Onur savaşı

Haberin Devamı ›
Görünen o ki; Fenerbahçeli futbolcular da, taraftarlar da geçici hafıza kaybından ya da kimlik bunalımından sıyrıldılar. Sonuçlara takılmayın, son 3 maçta sergilenen mücadele, yardımlaşma, kazanma hırsı ve destek bunu gösteriyor.
‘Çubuklu’yu giyiyorsan rakiplerinden iki kere fazla koşacaksın, iki kat fazla savaşacaksın, iki kat daha fazla soğukkanlı olacaksın. Tabelada 5-0 geriye düşsen de mücadelede her zaman 5-0 önde olacaksın. Hiçbir durumda mazeret veya mâruzat üretmeyeceksin!

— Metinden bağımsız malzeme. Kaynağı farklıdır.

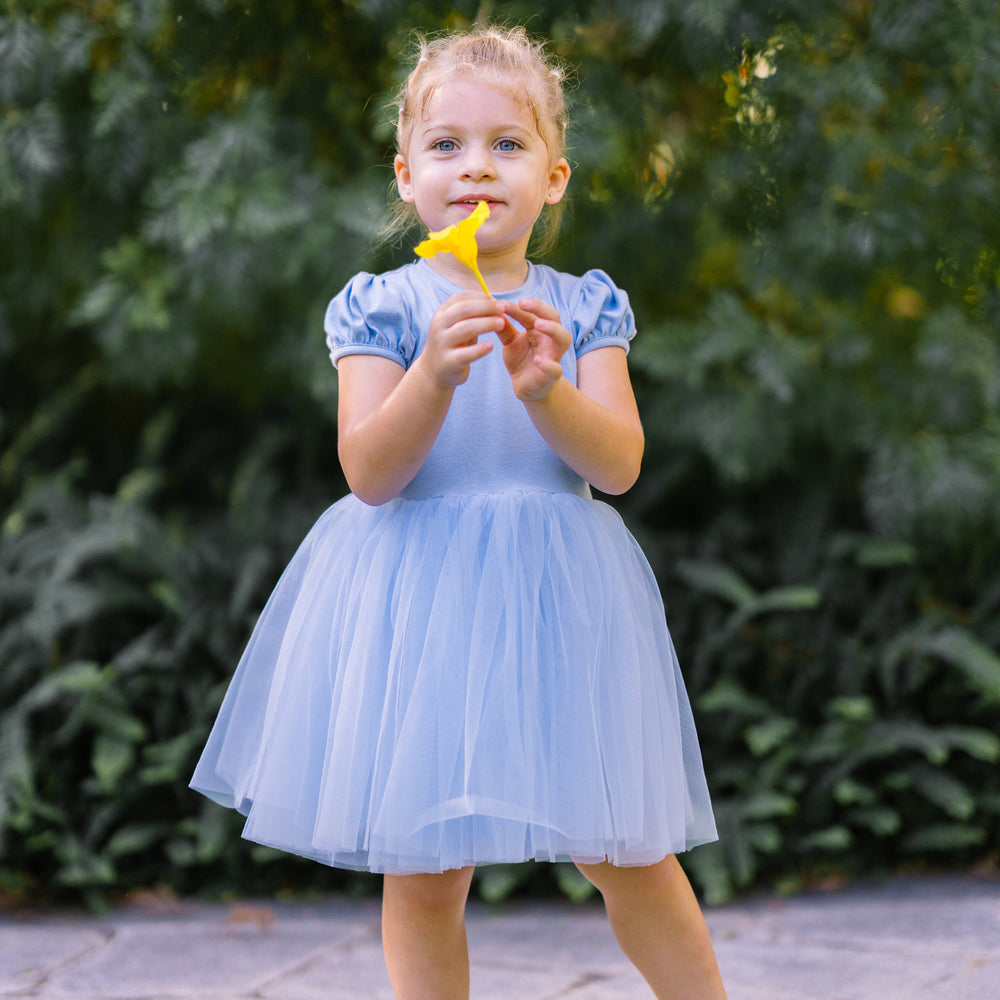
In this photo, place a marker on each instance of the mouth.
(473, 200)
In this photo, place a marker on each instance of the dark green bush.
(802, 203)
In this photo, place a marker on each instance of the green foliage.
(801, 200)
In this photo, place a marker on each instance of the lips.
(474, 199)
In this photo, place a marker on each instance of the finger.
(539, 309)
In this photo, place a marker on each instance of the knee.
(428, 893)
(610, 879)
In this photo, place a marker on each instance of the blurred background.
(803, 202)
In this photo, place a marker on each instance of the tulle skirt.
(462, 680)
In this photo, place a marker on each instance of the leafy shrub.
(800, 200)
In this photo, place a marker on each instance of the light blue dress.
(478, 670)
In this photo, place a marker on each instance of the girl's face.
(476, 144)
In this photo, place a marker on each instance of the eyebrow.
(502, 129)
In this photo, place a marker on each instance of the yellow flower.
(459, 240)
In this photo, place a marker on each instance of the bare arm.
(388, 417)
(594, 426)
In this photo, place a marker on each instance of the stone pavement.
(933, 938)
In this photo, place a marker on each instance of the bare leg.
(659, 925)
(423, 935)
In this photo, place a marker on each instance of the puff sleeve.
(602, 316)
(370, 316)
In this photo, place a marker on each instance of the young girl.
(467, 662)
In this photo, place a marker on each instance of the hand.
(531, 350)
(453, 339)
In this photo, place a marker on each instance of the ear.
(404, 183)
(558, 181)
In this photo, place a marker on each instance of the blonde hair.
(505, 58)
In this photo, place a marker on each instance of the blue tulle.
(462, 679)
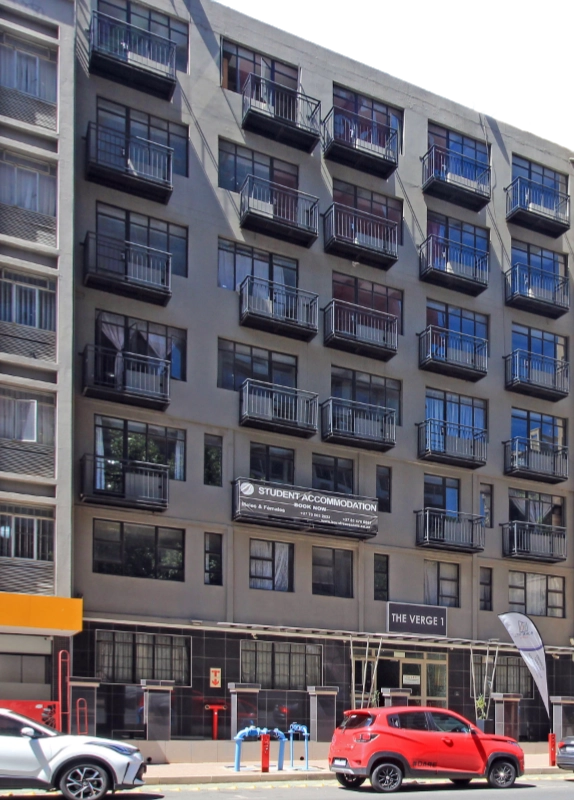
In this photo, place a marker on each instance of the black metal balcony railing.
(132, 55)
(534, 205)
(126, 377)
(278, 408)
(354, 423)
(537, 375)
(536, 290)
(534, 542)
(280, 112)
(452, 264)
(276, 307)
(453, 353)
(452, 443)
(279, 211)
(360, 142)
(127, 268)
(125, 482)
(360, 236)
(130, 163)
(449, 530)
(360, 330)
(531, 458)
(456, 177)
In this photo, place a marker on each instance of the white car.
(33, 756)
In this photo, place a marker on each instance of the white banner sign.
(525, 636)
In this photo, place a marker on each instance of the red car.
(396, 742)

Şu mevcut kadro, düzenekler yıkmış, düzen devirmiş, istatistikleri tersine çevirmiş, başarıları ile tarihe geçmiş futbolculardan oluşuyor. Ancak bazı maçlarda meslek namusunu, yeteneklerini ve formalarını inkâr eden, taraftarlarını utandıran acizlikler sergilediler.
‘İki satırlık adamlar’ın dilinde alay ve halay malzemesi oldular. Küçümsendiler, aşağılandılar, ucuzlatıldılar. Hakemlere, kamuoyuna ve kendi taraftarlarına hedef gösterildiler. Ama buna çanak tutacak her malzemeyi sağlamak için de, neredeyse yarışa girdikleri tartışılmaz bir gerçek.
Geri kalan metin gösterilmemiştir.